[Date Prev][Date Next][Thread Prev][Thread Next][Date Index][Thread Index]

[ale] sed head scratcher



Jim Kinney wrote:
> On Tue, Aug 4, 2009 at 2:33 PM, JK<jknapka at kneuro.net> wrote:
>> Jim Kinney wrote:
>>> breakout the greybeards....
>>>
>>>
>>> I have a pile of text lines that need to have a certain portion
>>> transposed from upper case (windows dweebs did the hostnames) to lower
>>> case.
>>>
>>> So many lines like:
>>>
>>> 192.168.0.2 MACHINE102
>>> 192.168.3.4  MACHINE304 FredsBox
>>> 10.0.2.3   MACHINE599  TestingSystemB
>>> etc
>>>
>>> So varying IP address then varying spaces then upper case name with
>>> digits then varying spaces and sometimes followed by other name with
>>> mixed case.
>>>
>>> I want to ONLY lower case the names after the IP address, not anything
>>> else in the line.
>>>
>>> Here's what I have so far:
>>>
>>> cat /etc/hosts | sed '/ [A-Z]{7}[0-9]{1,3}/ y/[A-Z]/[a-z]/'
>>>
>>> seems like it should work but it only replaces the 'A' with 'a' and it
>>> does it anywhere in the line.
>>
>> Disclaimer 1: I just scrambled the keycaps on my laptop, so this message
>> may make absolutely no sense whatsoever.
>>
>> Disclaimer 2: I Am Not A sed Expert, though I've used it on occasion
>> (and have to re-read the manpage each time).
>>
>> That said:
>>
>> (1) First regexp selects lines to change, but does not restrict the
>> scope of the following command within the selected lines.  The
>> command itself, IIRC, must do the work to restrict itself to a particular
>> region of interest within the line it's operating on. (Accomplishing
>> this is left as an exercise for the reader, but I'm pretty sure that
>> in this case it would involve capture groups in the "to change"
>> regexp and capture-group backrefs in the replacement :-)
>>
>> (2) Assuming sed substitutions are like vi ones, wouldn't you need
>> a "g" (global) qualifier to make the subst cmd do more than a single
>> substitution?
> 
> My thinking as well.
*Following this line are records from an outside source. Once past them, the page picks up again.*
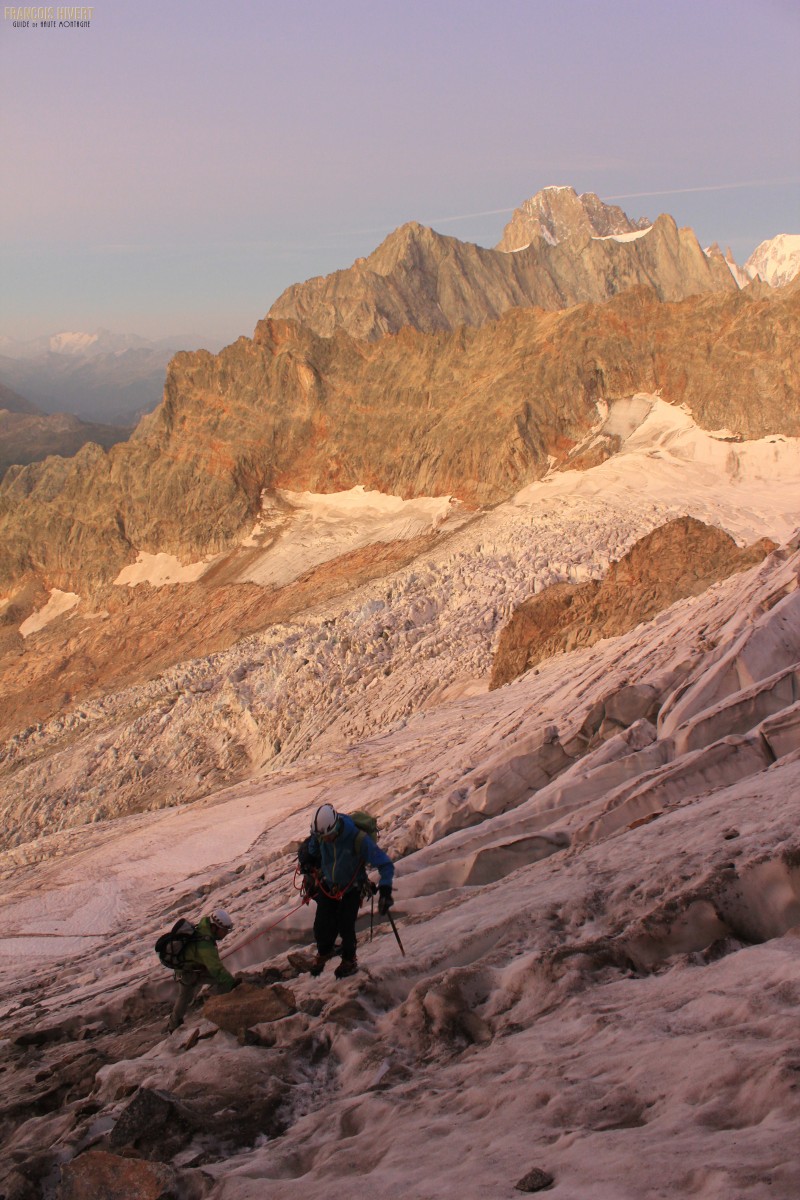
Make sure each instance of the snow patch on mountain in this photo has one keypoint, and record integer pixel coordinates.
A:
(160, 570)
(623, 237)
(776, 261)
(59, 604)
(317, 528)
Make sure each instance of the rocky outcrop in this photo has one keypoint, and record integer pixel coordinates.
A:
(477, 414)
(421, 279)
(675, 561)
(558, 214)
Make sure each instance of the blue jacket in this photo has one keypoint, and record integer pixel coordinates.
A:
(342, 865)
However:
> 
> cat testfile
> ABCDEFGI01
> BCDEFGHI02
> ABCDFGHI01 little stuff
> 123 BSGXAAKI01 456
> 123.0.23.45 ABCDEFGI02 FredsPage
> 
> 
> [jkinney at worktop tmp]$ cat testfile | sed -r '/[A-Z]{8}[0-9]{1,3}/
> y/[QWERTYUIOPASDFGHJKLZXCVBNM]{8}[0-9]{1,3}/[qwertyuiopasdfghjklzxcvbnm]{8}[0-9]{1,3}/'
> abcdefgi01
> bcdefghi02
> abcdfghi01 little stuff
> 123 bsgxaaki01 456
> 123.0.23.45 abcdefgi02 fredspage
> 
> It LC's all text yet it looks like the search field requires 1-3
> digits. So the string "FredsPage" should not be altered.

The 'y' command doesn't accept regexp syntax.  It just interprets the
original and substitute strings as literals, and maps them character-
for-character.

I think there's a flag to the regexp-based 's' command that means
"downcase the resulting string"; or maybe a flag to use in the
replacement that means "use downcased capture group N".  But I
be far beyond the limits o' me sed knowledge, mate, swimmin' in
punctuation-infested waters.

-- JK

(Yes, I know Talk Like A Pirate Day is a ways off. But it can be
Type Like A Pirate Day every day of the year.)